L’État gabonais et le groupe français SUEZ ont signé un accord d’envergure de 200 millions d’euros, soit près de 131,4 milliards de francs CFA le 29 avril 2025, à Paris,, visant à moderniser et optimiser le service de l’eau potable au Gabon. Conclu pour une durée de 5 ans et 6 mois, ce partenariat prévoit un soutien technique complet de SUEZ à la SEEG ainsi qu’un transfert de compétences dans plusieurs domaines : gestion des ressources en eau, traitement et maintenance des installations, réhabilitation des infrastructures existantes et renforcement du réseau de distribution dans la capitale et les principales villes du pays.
Dans le cadre de cette convention, SUEZ a installé depuis plusieurs mois une filiale locale, SUEZ Gabon, prête à lancer les travaux. Pourtant, malgré la mobilisation de tous les moyens humains et matériels, le projet est pour l’instant suspendu, faute d’une garantie de remboursement que l’État, par l’intermédiaire du ministère de l’Économie et des Finances, doit encore fournir pour sécuriser les financements.
Ce retard est d’autant plus surprenant que SUEZ connaît déjà le contexte gabonais et avait été sollicitée pour résoudre des problèmes identifiés lors d’un audit technique réalisé pour la SEEG. Cet audit avait révélé des pertes colossales d’eau, avec plus de la moitié de la production disparaissant entre l’usine de Ntoum et le PK 12. Ces pertes s’expliquent par des fuites importantes, des installations vieillissantes, des raccordements non conformes et un réseau devenu insuffisant face à la croissance rapide de la population.

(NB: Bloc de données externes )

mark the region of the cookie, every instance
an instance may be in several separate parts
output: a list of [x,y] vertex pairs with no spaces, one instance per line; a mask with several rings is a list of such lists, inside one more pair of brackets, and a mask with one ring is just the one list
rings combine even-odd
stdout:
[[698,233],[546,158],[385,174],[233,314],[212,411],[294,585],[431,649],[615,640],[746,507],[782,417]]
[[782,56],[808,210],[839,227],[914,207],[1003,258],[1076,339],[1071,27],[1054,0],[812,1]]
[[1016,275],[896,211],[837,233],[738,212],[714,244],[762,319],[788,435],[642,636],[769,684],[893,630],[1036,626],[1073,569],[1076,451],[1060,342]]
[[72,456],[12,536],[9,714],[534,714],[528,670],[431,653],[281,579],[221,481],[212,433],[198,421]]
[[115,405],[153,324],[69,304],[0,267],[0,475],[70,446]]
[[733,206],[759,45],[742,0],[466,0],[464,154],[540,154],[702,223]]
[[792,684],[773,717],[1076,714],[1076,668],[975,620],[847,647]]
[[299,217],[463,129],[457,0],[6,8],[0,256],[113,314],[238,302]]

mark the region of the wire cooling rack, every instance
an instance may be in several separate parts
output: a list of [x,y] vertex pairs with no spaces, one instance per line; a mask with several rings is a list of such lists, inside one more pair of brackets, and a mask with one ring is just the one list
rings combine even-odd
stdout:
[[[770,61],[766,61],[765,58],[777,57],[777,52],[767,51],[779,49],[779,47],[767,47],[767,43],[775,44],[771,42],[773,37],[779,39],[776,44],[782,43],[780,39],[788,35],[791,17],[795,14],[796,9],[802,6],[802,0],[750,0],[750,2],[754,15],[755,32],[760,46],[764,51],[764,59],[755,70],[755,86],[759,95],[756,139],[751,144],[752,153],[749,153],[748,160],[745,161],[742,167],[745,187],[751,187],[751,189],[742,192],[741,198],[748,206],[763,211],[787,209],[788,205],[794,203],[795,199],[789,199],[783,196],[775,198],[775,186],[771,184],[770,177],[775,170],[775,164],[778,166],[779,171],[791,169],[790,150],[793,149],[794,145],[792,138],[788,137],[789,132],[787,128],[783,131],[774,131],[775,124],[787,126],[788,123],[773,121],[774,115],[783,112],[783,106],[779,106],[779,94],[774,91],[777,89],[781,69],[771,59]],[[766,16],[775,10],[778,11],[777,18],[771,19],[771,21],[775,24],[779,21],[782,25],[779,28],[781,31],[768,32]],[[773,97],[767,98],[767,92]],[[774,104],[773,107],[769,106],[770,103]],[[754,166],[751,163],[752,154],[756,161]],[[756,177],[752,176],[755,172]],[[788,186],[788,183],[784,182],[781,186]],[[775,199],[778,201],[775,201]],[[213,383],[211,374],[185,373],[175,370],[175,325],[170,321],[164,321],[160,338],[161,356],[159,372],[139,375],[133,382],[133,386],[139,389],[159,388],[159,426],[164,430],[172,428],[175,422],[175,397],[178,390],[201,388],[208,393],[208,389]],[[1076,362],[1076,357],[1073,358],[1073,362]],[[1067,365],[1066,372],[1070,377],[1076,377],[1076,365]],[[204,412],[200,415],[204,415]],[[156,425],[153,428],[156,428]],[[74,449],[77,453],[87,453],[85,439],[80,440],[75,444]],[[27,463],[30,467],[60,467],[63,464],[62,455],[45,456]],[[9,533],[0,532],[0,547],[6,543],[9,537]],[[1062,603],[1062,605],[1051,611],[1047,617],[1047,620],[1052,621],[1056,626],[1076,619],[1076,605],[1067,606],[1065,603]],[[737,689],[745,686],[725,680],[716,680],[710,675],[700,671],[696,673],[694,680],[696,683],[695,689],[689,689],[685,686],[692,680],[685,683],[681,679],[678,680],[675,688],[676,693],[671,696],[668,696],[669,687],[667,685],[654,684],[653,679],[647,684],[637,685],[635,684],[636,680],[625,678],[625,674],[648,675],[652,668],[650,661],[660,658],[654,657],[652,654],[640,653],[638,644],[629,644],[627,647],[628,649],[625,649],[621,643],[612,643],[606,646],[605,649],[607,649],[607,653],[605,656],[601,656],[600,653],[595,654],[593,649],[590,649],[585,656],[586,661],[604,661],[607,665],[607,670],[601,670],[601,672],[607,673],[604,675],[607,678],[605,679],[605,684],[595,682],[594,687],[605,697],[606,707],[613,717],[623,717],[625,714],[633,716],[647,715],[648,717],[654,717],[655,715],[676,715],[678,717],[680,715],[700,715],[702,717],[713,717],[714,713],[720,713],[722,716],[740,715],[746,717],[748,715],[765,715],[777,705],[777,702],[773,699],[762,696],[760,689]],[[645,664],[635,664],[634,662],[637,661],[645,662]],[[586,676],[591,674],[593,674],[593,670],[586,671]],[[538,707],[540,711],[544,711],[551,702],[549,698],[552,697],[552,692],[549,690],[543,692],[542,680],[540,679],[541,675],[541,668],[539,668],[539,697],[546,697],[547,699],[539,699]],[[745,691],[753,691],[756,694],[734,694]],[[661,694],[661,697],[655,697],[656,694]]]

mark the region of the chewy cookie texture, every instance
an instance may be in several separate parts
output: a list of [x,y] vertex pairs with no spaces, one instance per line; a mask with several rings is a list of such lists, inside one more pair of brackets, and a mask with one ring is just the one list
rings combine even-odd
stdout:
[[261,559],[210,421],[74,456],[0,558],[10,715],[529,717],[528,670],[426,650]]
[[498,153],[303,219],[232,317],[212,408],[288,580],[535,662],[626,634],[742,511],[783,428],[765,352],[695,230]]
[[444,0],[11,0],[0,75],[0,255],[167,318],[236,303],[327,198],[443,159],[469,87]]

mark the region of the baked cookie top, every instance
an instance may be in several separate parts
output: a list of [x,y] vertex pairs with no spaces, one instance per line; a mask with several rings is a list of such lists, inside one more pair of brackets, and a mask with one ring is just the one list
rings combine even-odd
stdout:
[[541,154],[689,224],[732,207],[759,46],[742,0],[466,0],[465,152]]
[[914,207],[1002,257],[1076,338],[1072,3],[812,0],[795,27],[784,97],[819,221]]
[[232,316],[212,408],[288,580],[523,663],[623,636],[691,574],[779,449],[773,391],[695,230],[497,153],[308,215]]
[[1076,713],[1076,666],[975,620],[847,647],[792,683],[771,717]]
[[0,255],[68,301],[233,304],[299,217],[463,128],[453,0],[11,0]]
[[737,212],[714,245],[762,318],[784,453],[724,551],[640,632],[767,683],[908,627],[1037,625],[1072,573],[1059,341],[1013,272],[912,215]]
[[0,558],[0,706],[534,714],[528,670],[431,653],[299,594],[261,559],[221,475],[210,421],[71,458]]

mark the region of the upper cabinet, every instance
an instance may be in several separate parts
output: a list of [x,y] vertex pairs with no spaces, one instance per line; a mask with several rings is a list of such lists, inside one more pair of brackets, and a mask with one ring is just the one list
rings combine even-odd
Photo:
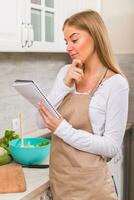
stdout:
[[100,0],[0,2],[0,52],[65,52],[64,20],[85,9],[100,12]]

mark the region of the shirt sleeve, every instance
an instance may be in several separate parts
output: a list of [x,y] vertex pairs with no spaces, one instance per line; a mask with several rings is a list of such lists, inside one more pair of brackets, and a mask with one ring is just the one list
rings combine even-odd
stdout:
[[48,99],[55,108],[58,108],[63,98],[70,92],[74,91],[75,87],[68,87],[64,83],[64,77],[67,73],[69,65],[65,65],[59,71],[56,80],[53,84],[53,87],[48,94]]
[[129,89],[112,92],[106,108],[104,134],[91,134],[84,130],[75,129],[63,120],[55,130],[55,134],[66,143],[81,151],[114,157],[122,144],[128,115]]

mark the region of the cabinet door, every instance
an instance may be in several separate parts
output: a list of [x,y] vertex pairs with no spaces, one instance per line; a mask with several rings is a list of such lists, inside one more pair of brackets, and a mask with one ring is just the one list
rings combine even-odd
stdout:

Le programme élaboré par SUEZ vise à limiter ces pertes, avec pour objectif de conserver au moins 95 % de l’eau produite, condition indispensable pour garantir un approvisionnement fiable. Il comprend également la modernisation de la facturation, la lutte contre la fraude, l’installation de compteurs, la suppression des branchements aériens non sécurisés et l’implication des entreprises locales pour stimuler l’économie nationale et créer de l’emploi.
Selon des sources proches du dossier, le mécanisme de remboursement des financements est conditionné à la satisfaction des consommateurs. L’opérateur dispose donc de près de six ans pour atteindre les objectifs fixés, ce qui théoriquement représente un avantage pour le Gabon : SUEZ ne serait payé qu’en cas de résultats tangibles pour les ménages.
Malgré ces dispositifs, le projet reste paralysé par un simple blocage administratif, empêchant le démarrage des travaux sur le terrain. Pendant ce temps, la population continue de subir les conséquences des infrastructures défaillantes. À Libreville, des milliers de foyers sont privés d’eau potable : certains n’ont pas vu couler l’eau de leur robinet depuis plusieurs mois, voire des années, tandis que dans certains quartiers, le réseau n’atteint même pas les habitations. Beaucoup de familles doivent se lever en pleine nuit pour espérer remplir quelques récipients avant que la pression ne tombe à nouveau.
Face à cette situation, la question est urgente : pourquoi un projet vital pour des milliers de Gabonais reste-t-il bloqué alors que les financements, le savoir-faire et les solutions techniques sont déjà mobilisés ? La modernisation des réseaux, la réduction des pertes et l’amélioration de la qualité de l’eau sont des priorités reconnues, mais sans action immédiate, le quotidien des habitants continuera d’être marqué par des coupures et des restrictions.